CCE-CE-013

Case ID: ATSI-INF-001
Case Name: Noah Taylor
Age: 6 months
Gender: Male
Indigenous Status: Aboriginal
Year: 2025
ICPC-2 Codes: R78 – Bronchiolitis, A98 – Indigenous Health Issue

COMPETENCY OUTCOMES

Competency DomainCompetency Element
1. Communication and Consultation Skills1.1 Communicates effectively with the caregiver, addressing concerns empathetically
1.3 Uses culturally safe communication techniques with Aboriginal and Torres Strait Islander families
2. Clinical Information Gathering and Interpretation2.1 Takes a thorough history, including social and environmental factors impacting health
2.3 Identifies red flags for severe bronchiolitis
3. Diagnosis, Decision-Making and Reasoning3.1 Recognises clinical features of bronchiolitis and assesses severity
4. Clinical Management and Therapeutic Reasoning4.2 Provides supportive care and safety-netting advice
4.3 Determines criteria for escalation and transfer to a higher level of care
5. Preventive and Population Health5.2 Identifies modifiable risk factors such as smoking exposure and overcrowding
6. Professionalism6.3 Engages with local Aboriginal health workers for culturally safe care
7. General Practice Systems and Regulatory Requirements7.4 Utilises appropriate Medicare-funded Aboriginal health services (e.g., 715 health check)
9. Managing Uncertainty9.2 Ensures appropriate follow-up and reassessment plans in a resource-limited setting
10. Identifying and Managing the Patient with Significant Illness10.1 Recognises when an infant requires urgent intervention or retrieval
11. Aboriginal Health Context (AH)AH1.2 Considers social determinants of health impacting Aboriginal infants
AH1.3 Utilises culturally appropriate resources for education and support
12. Rural Health Context (RH)RH1.2 Manages acute paediatric illness in a remote setting with limited resources
RH1.4 Coordinates care with regional paediatric services for escalation if required

CASE FEATURES

  • Need for clear safety-netting and culturally appropriate communication
  • Aboriginal infant in a remote community with bronchiolitis
  • Concerned parents with limited health literacy
  • Limited local resources (e.g., no paediatric ICU, reliance on retrieval services)
  • Risk factors include household smoking, overcrowding, and lack of easy access to healthcare

INSTRUCTIONS

You have 15 minutes to complete the tasks for this case.

You should treat this consultation as if it is face to face.

You are not required to perform an examination.

A patient record summary is provided for your information.
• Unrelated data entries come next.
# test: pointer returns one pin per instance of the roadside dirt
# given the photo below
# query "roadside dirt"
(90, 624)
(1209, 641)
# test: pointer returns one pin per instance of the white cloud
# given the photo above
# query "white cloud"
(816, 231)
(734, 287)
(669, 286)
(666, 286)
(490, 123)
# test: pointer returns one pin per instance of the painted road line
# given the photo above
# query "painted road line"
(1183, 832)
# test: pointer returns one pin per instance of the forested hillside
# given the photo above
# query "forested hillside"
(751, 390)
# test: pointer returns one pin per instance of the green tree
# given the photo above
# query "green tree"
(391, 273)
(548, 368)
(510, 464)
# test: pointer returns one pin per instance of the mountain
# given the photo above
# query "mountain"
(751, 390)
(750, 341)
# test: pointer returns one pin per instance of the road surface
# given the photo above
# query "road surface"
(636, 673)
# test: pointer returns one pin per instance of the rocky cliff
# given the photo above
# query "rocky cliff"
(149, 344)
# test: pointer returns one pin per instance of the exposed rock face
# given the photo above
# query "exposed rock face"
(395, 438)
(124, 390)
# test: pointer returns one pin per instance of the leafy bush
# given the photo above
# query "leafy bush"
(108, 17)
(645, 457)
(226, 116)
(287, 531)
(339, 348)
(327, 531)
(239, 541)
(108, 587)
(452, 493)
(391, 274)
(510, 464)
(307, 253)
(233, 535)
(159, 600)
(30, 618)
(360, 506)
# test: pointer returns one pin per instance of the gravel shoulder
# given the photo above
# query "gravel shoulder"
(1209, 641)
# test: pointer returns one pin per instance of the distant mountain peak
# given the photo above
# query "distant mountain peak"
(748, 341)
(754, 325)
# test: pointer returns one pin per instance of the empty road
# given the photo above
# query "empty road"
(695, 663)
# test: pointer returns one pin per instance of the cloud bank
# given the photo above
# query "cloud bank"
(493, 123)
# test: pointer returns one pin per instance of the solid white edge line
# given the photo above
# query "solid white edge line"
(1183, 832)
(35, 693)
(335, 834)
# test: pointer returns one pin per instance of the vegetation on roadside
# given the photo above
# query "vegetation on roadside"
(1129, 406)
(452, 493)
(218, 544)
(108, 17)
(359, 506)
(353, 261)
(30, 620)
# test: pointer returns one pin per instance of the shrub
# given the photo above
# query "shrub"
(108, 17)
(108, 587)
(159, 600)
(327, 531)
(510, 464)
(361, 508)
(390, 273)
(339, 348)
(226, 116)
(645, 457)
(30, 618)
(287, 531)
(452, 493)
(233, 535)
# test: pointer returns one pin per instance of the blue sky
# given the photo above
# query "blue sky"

Perform the following tasks:

  1. Take an appropriate history.
  2. Outline the differential diagnosis and key investigations required.
  3. Address the patient’s concerns.
  4. Develop a safe and patient-centred management plan.

SCENARIO

Noah Taylor, a 6-month-old Aboriginal boy from a remote Northern Territory community, is brought to your clinic by his mother, Sarah, who is worried that he has been struggling to breathe. Sarah explains that Noah has had a runny nose and cough for the past three days, but today, his breathing seems more laboured, and he refuses to feed.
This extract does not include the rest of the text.